Identification of genes critical for proliferation of MDA-MB-231 cells using a siRNA-based screen
Z-scores of top gene hits for siRNA screen in MDA-MB231 cells.
MB231 (screen 1)
MB231 (screen 2)
To confirm that the effect of pooled siRNA oligos was specific, the pooled siRNA oligos for RRM1, RRM2, and CHK1 genes were de-convoluted and each of the four individual siRNAs was reverse-transfected into MDA-MB-231 cells and assayed for inhibition of proliferation (Figure 2B). In comparison to a non-targeting control siRNA (NT#2) at 100% growth, the four siRNA oligos for RRM1 and RRM2 individually resulted in a 30% to 50% inhibition of proliferation. Those for CHK1 individually inhibited proliferation by 12% to 60%. The individual siRNA oligos for RRM1, RRM2 and CHK1 produced a marked reduction in gene (Figure 2C) and protein expression (Figure 2D). To further confirm that CHK1 was not selected through off target effects, MDA-MB-231 cells were transfected with pooled siRNAs from another commercial source (Qiagen) and assayed for their effects on proliferation (Figure 2E). Cell proliferation was significantly inhibited by siRNA silencing of CHK1 using these oligos. De-convolution of this second siRNA pool demonstrated that all four of these siRNA oligos significantly inhibited proliferation by at least 40% and reduced CHK1 RNA (Figure 2F) and protein (Figure 2G) expression.
Combination therapy with UCN-01 and gemcitabine induces DNA damage and apoptosis in triple negative breast cancer cell lines
Identification of RRM1, RRM2, and CHK1 in the siRNA screen as critical genes for proliferation of MDA-MB-231 cells suggests that these genes may be effective therapeutic targets for TNBC. Because RRM1 and RRM2 comprise the two subunits of ribonucleotide reductase, an enzyme essential for maintaining adequate levels of dCTPS for DNA synthesis and DNA repair, and CHK1 inhibits cell cycle progression to allow for adequate DNA damage repair , we hypothesized that the combined inhibition of all three proteins together could synergize and enhance the inhibitory effects on cell proliferation observed with each target individually.
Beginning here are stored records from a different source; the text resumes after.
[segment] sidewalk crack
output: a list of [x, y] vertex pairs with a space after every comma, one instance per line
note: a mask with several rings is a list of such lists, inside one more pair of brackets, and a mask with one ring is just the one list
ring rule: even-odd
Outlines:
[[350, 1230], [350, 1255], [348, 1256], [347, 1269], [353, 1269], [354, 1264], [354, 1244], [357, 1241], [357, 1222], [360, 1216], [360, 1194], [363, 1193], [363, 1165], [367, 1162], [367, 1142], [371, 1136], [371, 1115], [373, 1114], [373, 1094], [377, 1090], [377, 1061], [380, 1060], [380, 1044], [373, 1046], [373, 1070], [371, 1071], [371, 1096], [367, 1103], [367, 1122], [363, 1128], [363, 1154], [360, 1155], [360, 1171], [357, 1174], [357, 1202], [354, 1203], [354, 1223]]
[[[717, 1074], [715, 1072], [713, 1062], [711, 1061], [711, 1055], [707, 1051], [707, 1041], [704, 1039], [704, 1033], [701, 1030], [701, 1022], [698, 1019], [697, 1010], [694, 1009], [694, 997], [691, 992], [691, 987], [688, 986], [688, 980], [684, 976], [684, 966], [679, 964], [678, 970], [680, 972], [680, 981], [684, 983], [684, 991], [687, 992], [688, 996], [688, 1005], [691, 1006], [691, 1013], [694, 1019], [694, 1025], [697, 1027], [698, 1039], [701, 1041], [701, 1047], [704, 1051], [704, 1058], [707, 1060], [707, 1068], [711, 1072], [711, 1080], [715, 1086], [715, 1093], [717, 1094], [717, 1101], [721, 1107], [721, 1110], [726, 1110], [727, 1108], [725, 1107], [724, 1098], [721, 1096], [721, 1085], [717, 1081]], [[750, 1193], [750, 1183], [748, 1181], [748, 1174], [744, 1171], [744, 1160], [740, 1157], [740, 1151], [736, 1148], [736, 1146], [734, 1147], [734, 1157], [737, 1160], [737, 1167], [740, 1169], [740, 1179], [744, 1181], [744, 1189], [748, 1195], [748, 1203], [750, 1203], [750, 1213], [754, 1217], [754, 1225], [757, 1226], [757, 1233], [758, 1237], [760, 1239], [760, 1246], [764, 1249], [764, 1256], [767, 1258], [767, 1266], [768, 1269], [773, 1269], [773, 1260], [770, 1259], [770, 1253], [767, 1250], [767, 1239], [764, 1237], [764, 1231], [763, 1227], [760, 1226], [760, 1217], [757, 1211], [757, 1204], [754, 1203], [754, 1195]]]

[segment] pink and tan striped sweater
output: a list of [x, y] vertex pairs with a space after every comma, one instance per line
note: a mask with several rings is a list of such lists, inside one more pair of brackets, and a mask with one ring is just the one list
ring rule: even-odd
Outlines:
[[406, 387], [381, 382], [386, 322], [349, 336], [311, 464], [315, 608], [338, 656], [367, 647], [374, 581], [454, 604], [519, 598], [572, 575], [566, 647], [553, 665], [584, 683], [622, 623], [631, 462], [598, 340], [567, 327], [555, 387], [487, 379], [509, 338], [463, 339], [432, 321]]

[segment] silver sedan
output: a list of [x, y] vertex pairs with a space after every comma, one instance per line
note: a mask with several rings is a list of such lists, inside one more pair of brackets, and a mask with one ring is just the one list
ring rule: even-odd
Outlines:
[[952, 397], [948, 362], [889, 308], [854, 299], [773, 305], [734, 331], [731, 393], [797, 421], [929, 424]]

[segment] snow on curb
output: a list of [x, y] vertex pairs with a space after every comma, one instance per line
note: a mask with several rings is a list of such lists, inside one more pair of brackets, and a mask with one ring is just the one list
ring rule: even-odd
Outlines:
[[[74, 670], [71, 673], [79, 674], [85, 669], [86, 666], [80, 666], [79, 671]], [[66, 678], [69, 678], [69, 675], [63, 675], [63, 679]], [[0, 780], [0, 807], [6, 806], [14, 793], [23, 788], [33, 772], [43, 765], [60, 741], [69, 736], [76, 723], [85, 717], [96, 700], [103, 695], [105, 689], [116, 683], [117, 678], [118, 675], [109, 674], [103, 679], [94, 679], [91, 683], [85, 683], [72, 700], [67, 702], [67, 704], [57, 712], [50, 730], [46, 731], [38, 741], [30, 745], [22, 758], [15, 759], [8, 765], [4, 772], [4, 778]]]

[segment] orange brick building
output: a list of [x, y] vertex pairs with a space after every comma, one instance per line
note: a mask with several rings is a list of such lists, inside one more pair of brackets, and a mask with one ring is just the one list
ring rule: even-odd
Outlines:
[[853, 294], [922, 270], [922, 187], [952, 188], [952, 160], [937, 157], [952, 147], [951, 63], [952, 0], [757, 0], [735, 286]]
To address this question, we treated the human MDA-MB-231 and mouse M6 (derived from a C3(1)/Tag mammary tumor) TNBC cell lines either alone or in combination with gemcitabine, a drug that inhibits ribonucleotide reductase activity and subsequently promotes DNA damage , and with UCN-01, a CHK1 inhibitor  that prevents cell cycle arrest leading to deficient DNA repair.
To determine whether gemcitabine is an effective inhibitor of TNBC cell proliferation as a single agent, MDA-MB-231 and M6 cells were tested in triplicate with at least eight different doses over a concentration range of 10 μM to 1 μM and assayed for changes in proliferation. In keeping with a previous report , MDA-MB-231 cells were sensitive to gemcitabine with an average IC50 of 20 nM. M6 cells were also sensitive to gemcitabine with an average IC50 of 3.9 nM. To determine whether UCN-01 is an effective inhibitor of TNBC cell proliferation as a single agent, MDA-MB-231 and M6 cells were treated with UCN-01 with at least eight doses over a concentration range of 50 ρM to 1 μM and assayed for inhibition of proliferation. MDA-MB-231 and M6 cells treated with UCN-01 have average IC50 values of 173 nM and 22 nM, respectively.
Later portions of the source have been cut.